Marching along the perimeter of the cross section was another exercise in root finding. At each step, we seek the next point on the perimeter a constant distance away (and remember that finding any point on the perimeter itself requires root finding). Because we don't know the perimeter of a cross section in advance, we arbitrarily choose a small step size, achieving a set of points separated by that step size (except from the final point to initial point), then crudely rescale the those points into 1024 steps.

The image above on the right was the "magnum opus" of this project, taking days to compute. Here is a raw data file of the (a,b) coordinates of the perimeter at 1023 levels of lightness. Some combination of Implicit Differentiation and Automatic Differentiation might have computed this more efficiently.

We can take any row of this image to extract a band of uniform lightness and uniform rate of color change. Below on the top row is two copies of the band at L = 53.3203125, the lightness with the longest perimeter. This happens to be very close to the lightness of pure red. On the bottom row is the same band shifted 25 pixels. The color distance between the rows is roughly constant, so ideally there should be equally sharp contrast along the entire boundary. (But on my monitor this appears not to be the case: we will explore this more further below.)

We can sample this band at multiples of phi (the golden ratio) to get an infinite palette of colors widely spaced from each other, all at the same lightness.

Palette entries 0, 5, 8, 13 are similar because the Fibonacci sequence approximates the golden ratio.

For a fixed size palette, one can probably do slightly better by particle repulsion on the cross section itself, though I have not implemented this.

Next, abandon the constraint of equal lightness and instead focus on the saturated RGB colors. The outline of next image projects has only the saturated RGB colors projected orthogonally to the a-b plane. The edge colors are then radially connected to the origin as before.

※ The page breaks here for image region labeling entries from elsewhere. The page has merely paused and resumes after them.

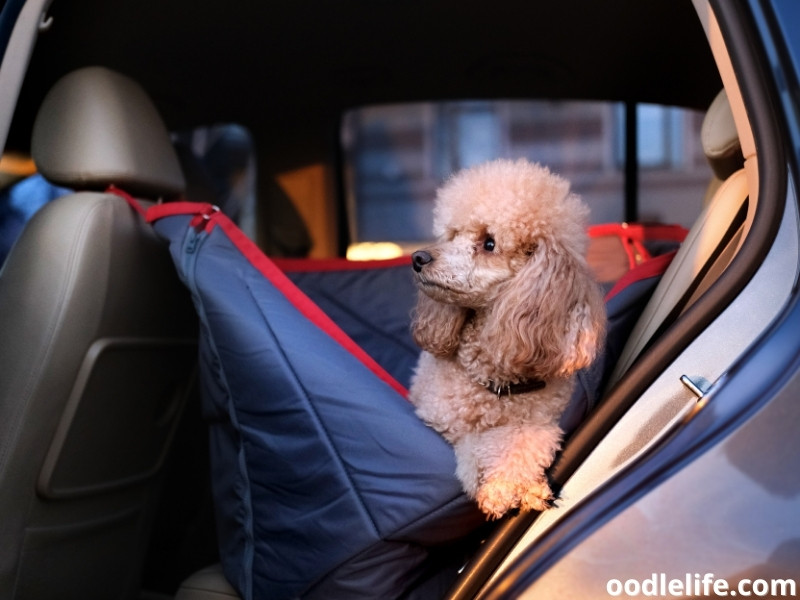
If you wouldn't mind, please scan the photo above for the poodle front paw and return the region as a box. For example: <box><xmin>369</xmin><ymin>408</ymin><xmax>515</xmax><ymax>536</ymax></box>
<box><xmin>475</xmin><ymin>477</ymin><xmax>553</xmax><ymax>520</ymax></box>
<box><xmin>519</xmin><ymin>478</ymin><xmax>554</xmax><ymax>511</ymax></box>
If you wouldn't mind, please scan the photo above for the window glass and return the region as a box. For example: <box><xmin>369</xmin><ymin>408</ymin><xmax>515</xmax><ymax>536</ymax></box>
<box><xmin>342</xmin><ymin>101</ymin><xmax>711</xmax><ymax>251</ymax></box>
<box><xmin>172</xmin><ymin>123</ymin><xmax>256</xmax><ymax>238</ymax></box>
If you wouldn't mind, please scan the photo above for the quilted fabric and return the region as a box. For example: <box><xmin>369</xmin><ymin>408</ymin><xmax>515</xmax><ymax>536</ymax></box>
<box><xmin>155</xmin><ymin>211</ymin><xmax>483</xmax><ymax>599</ymax></box>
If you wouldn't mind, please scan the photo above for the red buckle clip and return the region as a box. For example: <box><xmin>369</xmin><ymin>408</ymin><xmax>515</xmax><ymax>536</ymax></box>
<box><xmin>189</xmin><ymin>204</ymin><xmax>220</xmax><ymax>232</ymax></box>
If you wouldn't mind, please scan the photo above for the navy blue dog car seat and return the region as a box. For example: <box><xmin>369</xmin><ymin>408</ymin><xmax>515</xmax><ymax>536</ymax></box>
<box><xmin>114</xmin><ymin>192</ymin><xmax>484</xmax><ymax>599</ymax></box>
<box><xmin>112</xmin><ymin>190</ymin><xmax>684</xmax><ymax>600</ymax></box>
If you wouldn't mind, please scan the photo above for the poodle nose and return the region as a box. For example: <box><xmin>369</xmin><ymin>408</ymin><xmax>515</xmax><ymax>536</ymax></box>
<box><xmin>411</xmin><ymin>250</ymin><xmax>433</xmax><ymax>273</ymax></box>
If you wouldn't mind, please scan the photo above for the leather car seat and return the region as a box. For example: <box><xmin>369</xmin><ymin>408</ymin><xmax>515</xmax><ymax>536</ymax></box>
<box><xmin>0</xmin><ymin>67</ymin><xmax>196</xmax><ymax>600</ymax></box>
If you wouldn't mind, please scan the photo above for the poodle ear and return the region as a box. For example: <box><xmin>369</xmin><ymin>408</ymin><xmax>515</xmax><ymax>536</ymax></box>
<box><xmin>411</xmin><ymin>292</ymin><xmax>467</xmax><ymax>356</ymax></box>
<box><xmin>481</xmin><ymin>248</ymin><xmax>606</xmax><ymax>379</ymax></box>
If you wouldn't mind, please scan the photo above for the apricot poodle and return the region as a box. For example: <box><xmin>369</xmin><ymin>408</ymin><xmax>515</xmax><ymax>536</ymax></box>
<box><xmin>410</xmin><ymin>160</ymin><xmax>605</xmax><ymax>518</ymax></box>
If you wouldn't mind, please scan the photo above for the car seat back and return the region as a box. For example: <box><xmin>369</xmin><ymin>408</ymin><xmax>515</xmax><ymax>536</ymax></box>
<box><xmin>609</xmin><ymin>90</ymin><xmax>749</xmax><ymax>384</ymax></box>
<box><xmin>0</xmin><ymin>68</ymin><xmax>196</xmax><ymax>599</ymax></box>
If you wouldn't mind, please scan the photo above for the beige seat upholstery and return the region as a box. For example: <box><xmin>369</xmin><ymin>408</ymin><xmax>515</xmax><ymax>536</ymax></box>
<box><xmin>0</xmin><ymin>68</ymin><xmax>196</xmax><ymax>600</ymax></box>
<box><xmin>610</xmin><ymin>90</ymin><xmax>748</xmax><ymax>384</ymax></box>
<box><xmin>175</xmin><ymin>564</ymin><xmax>239</xmax><ymax>600</ymax></box>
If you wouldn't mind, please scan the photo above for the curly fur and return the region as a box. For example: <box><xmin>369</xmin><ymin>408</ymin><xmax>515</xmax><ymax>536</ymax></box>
<box><xmin>410</xmin><ymin>160</ymin><xmax>605</xmax><ymax>518</ymax></box>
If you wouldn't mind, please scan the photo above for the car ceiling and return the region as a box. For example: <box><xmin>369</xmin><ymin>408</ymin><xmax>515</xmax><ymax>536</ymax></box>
<box><xmin>6</xmin><ymin>0</ymin><xmax>721</xmax><ymax>167</ymax></box>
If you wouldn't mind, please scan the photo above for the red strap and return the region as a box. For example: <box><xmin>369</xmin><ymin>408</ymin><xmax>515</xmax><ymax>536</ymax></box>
<box><xmin>605</xmin><ymin>250</ymin><xmax>678</xmax><ymax>302</ymax></box>
<box><xmin>589</xmin><ymin>223</ymin><xmax>689</xmax><ymax>269</ymax></box>
<box><xmin>106</xmin><ymin>184</ymin><xmax>147</xmax><ymax>218</ymax></box>
<box><xmin>106</xmin><ymin>186</ymin><xmax>408</xmax><ymax>397</ymax></box>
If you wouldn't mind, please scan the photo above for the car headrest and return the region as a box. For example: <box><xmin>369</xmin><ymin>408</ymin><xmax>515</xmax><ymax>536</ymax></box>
<box><xmin>700</xmin><ymin>90</ymin><xmax>744</xmax><ymax>181</ymax></box>
<box><xmin>31</xmin><ymin>67</ymin><xmax>186</xmax><ymax>198</ymax></box>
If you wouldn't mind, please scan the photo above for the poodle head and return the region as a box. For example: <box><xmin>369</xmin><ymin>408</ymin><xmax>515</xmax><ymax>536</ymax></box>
<box><xmin>413</xmin><ymin>160</ymin><xmax>605</xmax><ymax>380</ymax></box>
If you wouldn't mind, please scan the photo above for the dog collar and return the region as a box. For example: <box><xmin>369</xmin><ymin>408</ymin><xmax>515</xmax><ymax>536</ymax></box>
<box><xmin>483</xmin><ymin>379</ymin><xmax>547</xmax><ymax>396</ymax></box>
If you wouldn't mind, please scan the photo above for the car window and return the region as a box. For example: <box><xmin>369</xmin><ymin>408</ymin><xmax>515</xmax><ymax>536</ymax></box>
<box><xmin>342</xmin><ymin>100</ymin><xmax>711</xmax><ymax>252</ymax></box>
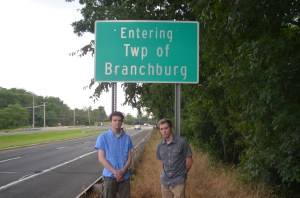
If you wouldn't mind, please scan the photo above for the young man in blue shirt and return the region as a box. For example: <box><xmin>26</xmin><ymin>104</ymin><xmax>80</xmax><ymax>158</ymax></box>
<box><xmin>95</xmin><ymin>111</ymin><xmax>133</xmax><ymax>198</ymax></box>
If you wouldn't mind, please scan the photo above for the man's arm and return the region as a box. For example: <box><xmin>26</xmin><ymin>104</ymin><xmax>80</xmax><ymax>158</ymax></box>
<box><xmin>185</xmin><ymin>156</ymin><xmax>193</xmax><ymax>172</ymax></box>
<box><xmin>120</xmin><ymin>151</ymin><xmax>133</xmax><ymax>176</ymax></box>
<box><xmin>98</xmin><ymin>149</ymin><xmax>117</xmax><ymax>174</ymax></box>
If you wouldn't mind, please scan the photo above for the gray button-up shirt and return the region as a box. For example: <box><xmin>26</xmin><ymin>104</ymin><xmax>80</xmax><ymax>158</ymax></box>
<box><xmin>156</xmin><ymin>135</ymin><xmax>192</xmax><ymax>187</ymax></box>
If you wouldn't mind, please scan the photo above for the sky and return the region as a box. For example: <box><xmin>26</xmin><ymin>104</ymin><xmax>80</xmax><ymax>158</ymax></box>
<box><xmin>0</xmin><ymin>0</ymin><xmax>136</xmax><ymax>116</ymax></box>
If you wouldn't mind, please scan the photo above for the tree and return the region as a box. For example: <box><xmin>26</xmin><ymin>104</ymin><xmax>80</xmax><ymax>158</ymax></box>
<box><xmin>0</xmin><ymin>104</ymin><xmax>29</xmax><ymax>129</ymax></box>
<box><xmin>67</xmin><ymin>0</ymin><xmax>300</xmax><ymax>197</ymax></box>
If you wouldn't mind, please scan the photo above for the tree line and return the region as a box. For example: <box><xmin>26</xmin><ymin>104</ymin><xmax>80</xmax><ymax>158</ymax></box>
<box><xmin>66</xmin><ymin>0</ymin><xmax>300</xmax><ymax>197</ymax></box>
<box><xmin>0</xmin><ymin>87</ymin><xmax>108</xmax><ymax>129</ymax></box>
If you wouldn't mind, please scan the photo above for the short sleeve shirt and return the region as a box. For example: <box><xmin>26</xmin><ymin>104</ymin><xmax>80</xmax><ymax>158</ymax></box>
<box><xmin>156</xmin><ymin>135</ymin><xmax>192</xmax><ymax>187</ymax></box>
<box><xmin>95</xmin><ymin>130</ymin><xmax>133</xmax><ymax>179</ymax></box>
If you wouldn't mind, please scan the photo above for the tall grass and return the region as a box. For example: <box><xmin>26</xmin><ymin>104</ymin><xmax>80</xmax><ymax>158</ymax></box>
<box><xmin>131</xmin><ymin>131</ymin><xmax>270</xmax><ymax>198</ymax></box>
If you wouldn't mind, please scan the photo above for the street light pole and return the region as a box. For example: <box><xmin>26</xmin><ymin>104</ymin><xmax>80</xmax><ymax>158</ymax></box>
<box><xmin>32</xmin><ymin>94</ymin><xmax>34</xmax><ymax>128</ymax></box>
<box><xmin>44</xmin><ymin>102</ymin><xmax>46</xmax><ymax>128</ymax></box>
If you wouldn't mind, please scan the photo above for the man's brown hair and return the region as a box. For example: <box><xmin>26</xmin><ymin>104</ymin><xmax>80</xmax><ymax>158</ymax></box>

Someday, it might be fun to render this in 3D as a minimal surface.

saturated RGB colors projected to the a-b plane of the CIE Lab color space

I discovered that the appearance of the above image on my LCD display radically changes depending on the position of my head: the width of the colors changes. (CRTs I suspect do not have this problem.) The image below may better illustrate the effect. Move your head up and down (or left and right) and notice how (or if) the color sectors change in width. I especially notice it in the blues. Also, here is a webpage with the same circles tiling the background.

saturated RGB colors projected to the ab plane of the CIE Lab color space

The first image below shows the saturated colors scaled in distance for perceptual uniformity. The second image is without correction, a typical color palette moving in RGB space at constant speed, using all the saturated colors of the rainbow.


The upper image below gives the same perceptually uniform rainbow except extended (looped) a bit to better see the region around red. The lower image is the same, except shifted by 20 pixels. The color distance between the rows is roughly constant, so ideally there should be a boundary line of constant contrast across the whole width. On my monitor, this appears not to be the case: the rows blend in the red-magenta area. As before, on LCD displays, the contrast may depend on the viewing angle.

rgb(55,0,255)rgb(147,0,255)

The above two colors are separated by a distance of 18.9955 according to this online color distance calculator, whose results are in close (but not exact) agreement with my code. On my monitor, the colors appear quite different.

rgb(255,0,69)rgb(255,0,33)

The above two colors are separated by a distance of 18.89. On my monitor, they appear similar.

rgb(0,255,44)rgb(0,255,100)

The above two colors are separated by a distance of 19.108. On my monitor, they appear similar.

Based on the above examples, I'm less than convinced that L*a*b* space is good for defining perceptual color distance. Or, my monitor is bad at displaying colors.